Adversarial Mixup-Based Contrast Learning for Data-Driven Predictive Maintenance in Long-Tailed Recognition

Deep neural networks have achieved remarkable success in various computer vision tasks. However, in real-world applications, such as the Internet of Things (IoT), these models often struggle due to the long-tailed data distributions. For instance, in scenarios such as Holographic Counterpart Integration in IoT-based predictive maintenance for home systems or smart repair services, common operational states are prevalent in the dataset. In contrast, rare failures, such as hardware malfunctions or system breakdowns, are represented by only a few samples. This imbalance severely impacts models, making it difficult to accurately predict rare failures, leading to costly downtime or unanticipated equipment failure. Current contrastive learning-based methods are effective at optimizing feature distributions but often overlook inter-class relationships and are highly sensitive to class imbalance, which limits their generalization ability.
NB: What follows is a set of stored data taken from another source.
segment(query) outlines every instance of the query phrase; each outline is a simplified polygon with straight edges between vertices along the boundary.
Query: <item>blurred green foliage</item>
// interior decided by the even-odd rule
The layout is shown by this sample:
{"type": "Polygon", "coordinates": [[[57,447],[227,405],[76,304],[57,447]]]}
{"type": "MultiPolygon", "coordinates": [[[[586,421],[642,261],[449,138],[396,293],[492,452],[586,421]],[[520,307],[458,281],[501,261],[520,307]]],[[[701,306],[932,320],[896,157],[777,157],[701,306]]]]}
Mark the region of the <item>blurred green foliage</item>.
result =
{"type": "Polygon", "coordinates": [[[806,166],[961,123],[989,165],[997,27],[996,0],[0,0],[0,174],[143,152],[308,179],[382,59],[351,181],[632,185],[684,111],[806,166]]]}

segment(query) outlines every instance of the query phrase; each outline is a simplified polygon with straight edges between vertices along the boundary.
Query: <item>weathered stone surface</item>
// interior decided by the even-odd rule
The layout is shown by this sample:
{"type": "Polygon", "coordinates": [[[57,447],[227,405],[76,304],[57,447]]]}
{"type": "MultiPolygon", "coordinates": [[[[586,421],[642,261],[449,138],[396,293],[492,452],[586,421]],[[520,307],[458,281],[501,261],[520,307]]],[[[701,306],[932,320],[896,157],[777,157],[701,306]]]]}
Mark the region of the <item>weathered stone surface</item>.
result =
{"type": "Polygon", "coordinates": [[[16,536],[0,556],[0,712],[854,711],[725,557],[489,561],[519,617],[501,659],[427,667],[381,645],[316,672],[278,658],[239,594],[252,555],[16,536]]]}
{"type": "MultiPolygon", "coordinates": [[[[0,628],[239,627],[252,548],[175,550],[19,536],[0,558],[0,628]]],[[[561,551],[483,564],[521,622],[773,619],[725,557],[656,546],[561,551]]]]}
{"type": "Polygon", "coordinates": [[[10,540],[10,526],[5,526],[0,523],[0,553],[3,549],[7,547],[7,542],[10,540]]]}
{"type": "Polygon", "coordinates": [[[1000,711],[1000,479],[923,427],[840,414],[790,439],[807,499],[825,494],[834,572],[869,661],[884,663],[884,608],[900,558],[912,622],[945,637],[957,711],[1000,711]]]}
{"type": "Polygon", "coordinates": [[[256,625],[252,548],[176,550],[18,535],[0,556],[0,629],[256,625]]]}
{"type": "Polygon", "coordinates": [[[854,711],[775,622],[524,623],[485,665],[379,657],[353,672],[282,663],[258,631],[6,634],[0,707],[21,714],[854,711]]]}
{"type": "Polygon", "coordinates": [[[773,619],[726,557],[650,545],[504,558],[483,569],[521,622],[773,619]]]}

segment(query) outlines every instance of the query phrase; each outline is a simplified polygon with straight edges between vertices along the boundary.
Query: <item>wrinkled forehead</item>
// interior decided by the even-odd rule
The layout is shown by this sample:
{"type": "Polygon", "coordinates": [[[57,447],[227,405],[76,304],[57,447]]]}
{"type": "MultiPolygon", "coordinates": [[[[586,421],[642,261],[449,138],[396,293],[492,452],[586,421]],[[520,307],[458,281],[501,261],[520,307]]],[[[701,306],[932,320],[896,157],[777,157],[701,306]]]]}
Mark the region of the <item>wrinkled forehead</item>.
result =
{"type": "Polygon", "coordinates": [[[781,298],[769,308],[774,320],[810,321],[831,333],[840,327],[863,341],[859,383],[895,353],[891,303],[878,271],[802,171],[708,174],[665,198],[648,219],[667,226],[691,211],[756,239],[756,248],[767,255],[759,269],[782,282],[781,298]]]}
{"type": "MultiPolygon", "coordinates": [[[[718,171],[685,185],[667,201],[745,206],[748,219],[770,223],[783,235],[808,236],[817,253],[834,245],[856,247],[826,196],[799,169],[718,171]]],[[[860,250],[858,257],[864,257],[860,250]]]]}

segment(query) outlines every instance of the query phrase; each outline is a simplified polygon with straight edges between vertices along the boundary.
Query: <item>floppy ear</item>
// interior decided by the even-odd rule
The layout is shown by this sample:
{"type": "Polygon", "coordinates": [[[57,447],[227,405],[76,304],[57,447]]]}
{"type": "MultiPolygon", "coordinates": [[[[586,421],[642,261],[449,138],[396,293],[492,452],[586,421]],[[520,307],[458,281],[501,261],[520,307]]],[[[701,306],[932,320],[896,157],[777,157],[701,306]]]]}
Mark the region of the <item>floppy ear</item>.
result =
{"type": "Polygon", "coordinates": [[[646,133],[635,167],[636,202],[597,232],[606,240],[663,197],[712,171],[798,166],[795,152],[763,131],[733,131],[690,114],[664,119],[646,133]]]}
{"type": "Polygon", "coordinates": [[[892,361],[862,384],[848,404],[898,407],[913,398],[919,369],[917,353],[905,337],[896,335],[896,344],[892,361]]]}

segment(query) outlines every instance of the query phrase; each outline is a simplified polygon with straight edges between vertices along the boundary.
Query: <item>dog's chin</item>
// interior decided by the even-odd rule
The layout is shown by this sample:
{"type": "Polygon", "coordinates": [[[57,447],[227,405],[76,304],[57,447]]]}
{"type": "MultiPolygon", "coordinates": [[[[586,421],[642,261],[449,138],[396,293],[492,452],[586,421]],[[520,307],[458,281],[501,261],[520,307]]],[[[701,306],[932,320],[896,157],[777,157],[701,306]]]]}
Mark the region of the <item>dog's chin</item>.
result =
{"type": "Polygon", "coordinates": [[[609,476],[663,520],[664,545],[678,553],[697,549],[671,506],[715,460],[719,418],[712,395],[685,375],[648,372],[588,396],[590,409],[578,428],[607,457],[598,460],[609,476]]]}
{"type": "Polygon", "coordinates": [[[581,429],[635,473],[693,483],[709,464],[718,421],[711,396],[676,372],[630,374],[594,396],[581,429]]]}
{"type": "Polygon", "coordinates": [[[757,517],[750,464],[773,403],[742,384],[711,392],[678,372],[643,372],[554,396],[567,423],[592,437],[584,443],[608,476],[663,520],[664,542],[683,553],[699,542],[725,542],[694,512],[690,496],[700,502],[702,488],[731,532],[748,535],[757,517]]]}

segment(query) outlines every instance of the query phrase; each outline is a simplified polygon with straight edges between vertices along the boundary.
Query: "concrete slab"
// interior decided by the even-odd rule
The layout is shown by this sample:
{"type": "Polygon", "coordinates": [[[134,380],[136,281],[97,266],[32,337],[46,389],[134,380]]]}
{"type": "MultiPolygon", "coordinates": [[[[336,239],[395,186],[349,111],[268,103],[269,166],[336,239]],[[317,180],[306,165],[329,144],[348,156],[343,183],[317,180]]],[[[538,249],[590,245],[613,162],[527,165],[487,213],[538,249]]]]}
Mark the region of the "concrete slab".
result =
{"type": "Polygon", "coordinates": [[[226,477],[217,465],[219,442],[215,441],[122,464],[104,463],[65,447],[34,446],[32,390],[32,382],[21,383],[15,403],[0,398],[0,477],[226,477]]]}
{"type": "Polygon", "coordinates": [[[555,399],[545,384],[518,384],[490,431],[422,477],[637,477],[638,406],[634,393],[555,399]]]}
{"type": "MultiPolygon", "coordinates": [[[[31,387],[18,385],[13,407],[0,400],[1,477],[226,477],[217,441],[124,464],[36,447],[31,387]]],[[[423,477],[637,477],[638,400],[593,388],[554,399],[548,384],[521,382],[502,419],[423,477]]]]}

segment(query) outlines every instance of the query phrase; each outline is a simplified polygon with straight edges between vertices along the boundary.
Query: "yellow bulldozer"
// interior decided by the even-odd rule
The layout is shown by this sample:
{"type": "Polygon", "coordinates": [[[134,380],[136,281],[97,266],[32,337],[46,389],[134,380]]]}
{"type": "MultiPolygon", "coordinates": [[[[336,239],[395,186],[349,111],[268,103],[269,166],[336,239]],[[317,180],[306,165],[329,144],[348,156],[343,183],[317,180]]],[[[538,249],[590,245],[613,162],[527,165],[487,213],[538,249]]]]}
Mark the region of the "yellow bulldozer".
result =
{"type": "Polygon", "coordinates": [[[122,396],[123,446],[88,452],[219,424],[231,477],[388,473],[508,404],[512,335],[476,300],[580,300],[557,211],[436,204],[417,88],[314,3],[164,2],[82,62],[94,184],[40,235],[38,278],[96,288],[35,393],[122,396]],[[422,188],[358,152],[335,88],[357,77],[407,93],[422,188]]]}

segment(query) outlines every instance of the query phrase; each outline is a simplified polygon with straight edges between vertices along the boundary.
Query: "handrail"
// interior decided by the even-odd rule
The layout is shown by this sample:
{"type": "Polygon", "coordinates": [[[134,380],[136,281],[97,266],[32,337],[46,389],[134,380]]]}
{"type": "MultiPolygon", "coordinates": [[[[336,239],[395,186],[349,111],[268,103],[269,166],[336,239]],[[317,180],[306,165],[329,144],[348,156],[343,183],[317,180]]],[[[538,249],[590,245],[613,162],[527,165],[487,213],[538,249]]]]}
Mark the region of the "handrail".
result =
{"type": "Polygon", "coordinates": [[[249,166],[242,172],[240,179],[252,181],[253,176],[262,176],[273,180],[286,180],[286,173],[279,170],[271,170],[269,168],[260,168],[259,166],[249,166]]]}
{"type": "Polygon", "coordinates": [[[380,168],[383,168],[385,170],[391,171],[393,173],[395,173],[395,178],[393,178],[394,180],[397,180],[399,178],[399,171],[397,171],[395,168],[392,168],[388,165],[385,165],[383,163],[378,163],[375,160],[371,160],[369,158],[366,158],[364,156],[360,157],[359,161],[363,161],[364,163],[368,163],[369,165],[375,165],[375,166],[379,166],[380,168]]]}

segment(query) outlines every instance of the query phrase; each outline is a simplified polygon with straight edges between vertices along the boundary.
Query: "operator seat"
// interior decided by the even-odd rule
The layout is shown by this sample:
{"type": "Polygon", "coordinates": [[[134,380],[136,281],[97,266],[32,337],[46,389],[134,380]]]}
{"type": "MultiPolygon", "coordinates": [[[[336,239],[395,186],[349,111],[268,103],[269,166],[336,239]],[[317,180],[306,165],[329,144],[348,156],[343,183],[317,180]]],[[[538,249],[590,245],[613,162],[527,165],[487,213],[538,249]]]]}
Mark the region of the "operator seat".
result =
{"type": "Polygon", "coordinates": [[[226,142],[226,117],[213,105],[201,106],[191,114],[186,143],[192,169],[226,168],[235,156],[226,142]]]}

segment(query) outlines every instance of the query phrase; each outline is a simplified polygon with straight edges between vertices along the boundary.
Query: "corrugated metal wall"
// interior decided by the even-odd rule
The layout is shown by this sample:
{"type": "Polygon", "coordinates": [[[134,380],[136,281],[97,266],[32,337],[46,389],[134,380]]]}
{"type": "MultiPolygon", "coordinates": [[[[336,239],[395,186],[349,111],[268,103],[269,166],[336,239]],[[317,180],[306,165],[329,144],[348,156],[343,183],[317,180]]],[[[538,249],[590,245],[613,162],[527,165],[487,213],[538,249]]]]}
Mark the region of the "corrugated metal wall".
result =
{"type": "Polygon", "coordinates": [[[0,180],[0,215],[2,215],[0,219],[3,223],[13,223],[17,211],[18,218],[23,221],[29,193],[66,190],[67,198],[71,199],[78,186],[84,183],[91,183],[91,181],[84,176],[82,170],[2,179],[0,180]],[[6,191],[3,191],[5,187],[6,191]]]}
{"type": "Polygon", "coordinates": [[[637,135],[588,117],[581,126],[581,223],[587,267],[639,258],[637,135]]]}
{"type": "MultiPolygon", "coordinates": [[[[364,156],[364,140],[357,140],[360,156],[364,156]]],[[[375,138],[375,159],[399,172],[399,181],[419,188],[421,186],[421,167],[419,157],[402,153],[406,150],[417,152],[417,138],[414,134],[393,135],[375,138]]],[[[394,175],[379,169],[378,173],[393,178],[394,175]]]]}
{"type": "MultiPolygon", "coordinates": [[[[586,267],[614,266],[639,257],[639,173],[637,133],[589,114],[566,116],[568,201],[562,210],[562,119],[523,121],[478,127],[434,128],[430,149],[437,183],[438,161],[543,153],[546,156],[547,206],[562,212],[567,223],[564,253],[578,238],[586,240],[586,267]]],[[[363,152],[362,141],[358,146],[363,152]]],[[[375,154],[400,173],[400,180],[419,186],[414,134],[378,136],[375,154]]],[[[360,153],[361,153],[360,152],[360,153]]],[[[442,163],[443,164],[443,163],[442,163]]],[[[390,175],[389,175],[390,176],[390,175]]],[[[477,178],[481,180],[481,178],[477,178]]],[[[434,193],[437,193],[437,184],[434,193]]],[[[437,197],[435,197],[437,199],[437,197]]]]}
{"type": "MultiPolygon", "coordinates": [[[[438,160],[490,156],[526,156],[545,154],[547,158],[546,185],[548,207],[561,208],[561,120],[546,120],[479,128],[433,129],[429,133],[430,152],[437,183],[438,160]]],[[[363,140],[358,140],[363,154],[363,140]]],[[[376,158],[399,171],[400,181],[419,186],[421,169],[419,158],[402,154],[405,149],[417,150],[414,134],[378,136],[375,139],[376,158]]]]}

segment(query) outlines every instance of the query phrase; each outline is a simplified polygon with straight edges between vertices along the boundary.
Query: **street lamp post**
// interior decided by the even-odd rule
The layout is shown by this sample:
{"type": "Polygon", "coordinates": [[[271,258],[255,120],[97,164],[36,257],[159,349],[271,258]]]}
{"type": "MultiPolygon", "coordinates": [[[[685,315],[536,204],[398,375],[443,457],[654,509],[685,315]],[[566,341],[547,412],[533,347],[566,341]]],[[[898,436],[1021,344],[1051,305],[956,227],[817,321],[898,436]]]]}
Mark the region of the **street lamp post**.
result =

To address these challenges, we propose the Adversarial Mixup-based supervised contrast learning (AMCL) framework, which integrates Mixup-based data augmentation with contrastive learning and incorporates an adversarial-inspired sample policy generator. AMCL generates boundary samples via a dynamically optimized Mixup strategy to enhance inter-class relationship modeling and improve predictions on ambiguous boundaries. Furthermore, we introduce a new MixCo loss function to account for the non-one-hot distribution of Mixup-generated targets, ensuring better alignment with augmented data and improving optimization efficiency. AMCL is easy to implement and achieves a performance superior to recent approaches for long-tailed recognition across various datasets such as ImageNet-LT, iNaturalist18, CIFAR-10-LT, and CIFAR-100-LT.